Release date: May 19, 2008
Contact: Beverly Cox Clark at 404-712-8780 or beverly.clark@emory.edu

English Professor Challenges 'The Dumbest Generation'


Mark Bauerlein's "The Dumbest Generation: How the Digital Age Stupefies Young Americans and Jeopardizes Our Future"
Emory University English professor Mark Bauerlein's newest book on what he terms "the Dumbest Generation" finds significant potholes along the information superhighway.

While young Americans' technological savvy is growing, their knowledge retention is shrinking, says Bauerlein. The Internet and the advent of the digital age may have made knowledge more accessible than ever before, but recent studies and high school test scores tell a different -- and disturbing -- story in "The Dumbest Generation: How The Digital Age Stupefies Young Americans And Jeopardizes Our Future -- Or, Don’t Trust Anyone Under 30."

Bauerlein's provocative, deeply researched work finds ignorance in abundance and the Internet an all too-enticing web of social networking that further insulates youth from their intellectual development.

"Time and again, the statistics reveal that we are facing a very real intellectual crisis: not only is the current generation drastically uninformed about basic scientific, political and historical facts, they are ill-equipped for successful careers and unprepared to contribute to society as a whole," Bauerlein says.

(Read an extended interview with Bauerlein)

Although "The Dumbest Generation" may seem to be a harsh label for today’s youth, Bauerlein sees a group with unprecedented privilege – and little to show for it in their development as citizens.

"Young people today are no less intelligent. They're no less motivated. More of them go to college than ever before. They have better attitudes toward parents," Bauerlein says. "But why are they the 'Dumbest Generation'? Because there are more colleges, museums, libraries, performance spaces and educational programming than ever before. They have the Internet and more spending power than any generation in human history. So with all those opportunities, we should expect some knowledge growth, and skill development. It's either flat -- or down."

Bauerlein also challenges the weakness of adult mentors who are not doing enough to keep the social enticements of the Internet at bay. "We have to add to this mix of the Internet seduction the abdication of the mentors who don't want to hold the line, who don't want to scold the teens. This is something we should do a lot more of. It's a healthy condition for the generations to be in some tension with one another," he says.

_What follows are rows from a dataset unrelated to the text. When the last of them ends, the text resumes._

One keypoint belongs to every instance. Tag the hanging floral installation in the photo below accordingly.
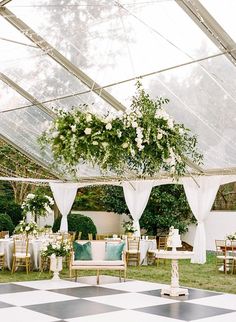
(144, 139)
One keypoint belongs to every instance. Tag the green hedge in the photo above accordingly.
(6, 223)
(77, 222)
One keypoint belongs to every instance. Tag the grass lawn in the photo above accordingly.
(191, 275)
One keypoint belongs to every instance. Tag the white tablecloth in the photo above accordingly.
(6, 246)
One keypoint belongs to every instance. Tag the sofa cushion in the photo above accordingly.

For more information on the book, published May 15 by Tarcher/Penguin, visit www.dumbestgeneration.com.

Bauerlein has worked as a director of research and analysis at the National Endowment for the Arts, where he oversaw studies about culture and American life, including the much-discussed “Reading at Risk: A Survey of Literary Reading in America.” He has appeared on national broadcast media, including CNN and the CBS Evening News. His writing has appeared in The Wall Street Journal, The Washington Post, The San Francisco Chronicle, The Weekly Standard, Reason Magazine and The Chronicle of Higher Education, as well as in scholarly periodicals such as Partisan Review, Yale Review, Wilson Quarterly and PMLA.